What is a good resolution for my file?
On very large projects you may run into some limitations on art board sizes. When this occurs, you will need to work at a scale of 2:1 or 4:1 etc. in order to meet your requirements. All of the usual PDF preparation rules apply, with the exception that when you select the resolution of the images you are incorporating into the design, you must take into account that we will be enlarging the images at our end, so you must include higher resolution images.
For example, if you are designing at 50%, then for close up work you must begin with or down-sample to no less than 360ppi. Enlarged, this will give us 180ppi which works very well. Given that this only becomes an issue at very large output sizes, lower resolution images may be fine.
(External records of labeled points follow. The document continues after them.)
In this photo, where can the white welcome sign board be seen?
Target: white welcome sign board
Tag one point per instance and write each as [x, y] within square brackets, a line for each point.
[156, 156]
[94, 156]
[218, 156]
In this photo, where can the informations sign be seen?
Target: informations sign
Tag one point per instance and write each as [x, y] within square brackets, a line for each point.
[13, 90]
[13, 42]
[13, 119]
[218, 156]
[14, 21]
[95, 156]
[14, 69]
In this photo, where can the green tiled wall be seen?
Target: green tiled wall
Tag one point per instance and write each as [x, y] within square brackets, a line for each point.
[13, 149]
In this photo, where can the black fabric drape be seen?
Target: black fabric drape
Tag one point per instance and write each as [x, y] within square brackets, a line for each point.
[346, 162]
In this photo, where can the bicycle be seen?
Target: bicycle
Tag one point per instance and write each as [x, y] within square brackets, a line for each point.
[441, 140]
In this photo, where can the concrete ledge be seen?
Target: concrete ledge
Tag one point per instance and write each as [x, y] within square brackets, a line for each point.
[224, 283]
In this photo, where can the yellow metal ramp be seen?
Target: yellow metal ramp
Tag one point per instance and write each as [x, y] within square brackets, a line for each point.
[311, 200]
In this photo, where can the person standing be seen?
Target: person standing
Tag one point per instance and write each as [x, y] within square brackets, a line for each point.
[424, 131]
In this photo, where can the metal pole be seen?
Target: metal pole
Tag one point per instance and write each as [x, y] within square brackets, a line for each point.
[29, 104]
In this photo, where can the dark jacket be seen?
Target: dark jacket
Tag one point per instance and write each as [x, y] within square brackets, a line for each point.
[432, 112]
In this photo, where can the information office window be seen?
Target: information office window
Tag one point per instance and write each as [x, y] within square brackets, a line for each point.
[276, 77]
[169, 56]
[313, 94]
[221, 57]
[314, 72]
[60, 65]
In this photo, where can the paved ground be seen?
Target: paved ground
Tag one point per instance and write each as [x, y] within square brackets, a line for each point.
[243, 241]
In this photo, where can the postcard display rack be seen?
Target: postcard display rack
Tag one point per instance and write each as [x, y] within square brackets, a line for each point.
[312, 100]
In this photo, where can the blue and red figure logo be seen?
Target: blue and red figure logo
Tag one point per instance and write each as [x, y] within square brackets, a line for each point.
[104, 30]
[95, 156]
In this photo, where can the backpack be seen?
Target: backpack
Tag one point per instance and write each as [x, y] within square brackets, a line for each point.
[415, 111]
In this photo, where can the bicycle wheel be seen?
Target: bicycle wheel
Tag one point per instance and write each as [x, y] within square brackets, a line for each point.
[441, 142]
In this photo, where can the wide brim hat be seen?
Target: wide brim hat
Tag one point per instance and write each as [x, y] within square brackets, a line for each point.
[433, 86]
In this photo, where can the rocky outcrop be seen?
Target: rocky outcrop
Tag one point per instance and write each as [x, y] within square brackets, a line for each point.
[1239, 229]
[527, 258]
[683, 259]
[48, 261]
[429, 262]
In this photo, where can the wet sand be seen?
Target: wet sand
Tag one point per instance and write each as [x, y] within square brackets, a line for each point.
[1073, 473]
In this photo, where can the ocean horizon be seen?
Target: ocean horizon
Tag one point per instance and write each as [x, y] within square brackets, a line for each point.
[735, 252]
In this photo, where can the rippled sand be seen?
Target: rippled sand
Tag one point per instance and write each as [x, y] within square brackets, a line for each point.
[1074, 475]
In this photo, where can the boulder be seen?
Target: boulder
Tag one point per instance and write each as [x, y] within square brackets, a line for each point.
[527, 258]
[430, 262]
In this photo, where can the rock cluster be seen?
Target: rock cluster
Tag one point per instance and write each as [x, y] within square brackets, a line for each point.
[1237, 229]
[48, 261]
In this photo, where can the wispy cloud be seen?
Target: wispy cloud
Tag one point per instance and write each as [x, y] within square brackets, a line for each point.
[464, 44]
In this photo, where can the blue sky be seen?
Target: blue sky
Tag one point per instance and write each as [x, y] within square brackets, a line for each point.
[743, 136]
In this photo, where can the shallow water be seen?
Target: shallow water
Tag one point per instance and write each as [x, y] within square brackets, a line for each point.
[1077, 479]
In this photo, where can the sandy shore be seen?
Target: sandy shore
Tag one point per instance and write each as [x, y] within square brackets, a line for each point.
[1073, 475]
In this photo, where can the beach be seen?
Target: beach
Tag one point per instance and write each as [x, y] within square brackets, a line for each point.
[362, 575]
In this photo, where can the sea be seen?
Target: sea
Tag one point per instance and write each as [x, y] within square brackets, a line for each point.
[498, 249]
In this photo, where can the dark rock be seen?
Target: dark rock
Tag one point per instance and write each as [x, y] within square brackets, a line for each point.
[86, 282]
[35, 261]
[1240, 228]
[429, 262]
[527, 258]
A billboard with a viewing distance of 20+ feet looks fine at 45ppi finished size, so you would only require a 90ppi image if designing at 50%.
Before uploading your order, view your PDF in Adobe Reader (not your design application). Set the view to 100% if designing at 1:1, 200% if designing at 2:1 etc. Pan around and ensure your resolution will be acceptable to your client. Make sure all elements are present and appear as you expect them to.
- Check the resolution of the images you use: Bitmap, jpg, tiff and other rasterized images have a fixed resolution. This means that the larger they are printed, the lower the quality of the final output. That does not mean you should not enlarge an image, but you must be careful not to breach certain thresholds. For the purposes of most signage, you want to ensure that images have a resolution of 180 ppi once they are sized in your application to final print size. This provides a good image close up. If your signage has a large viewing distance (such as 20+ feet as in billboards), the resolution can be as low as 45 ppi or even less. When viewing at actual size on the monitor, you can be the judge. Simply back away from the monitor. You have to be aware of your client's expectations as to viewing distance, and the point where the pixelation becomes acceptable.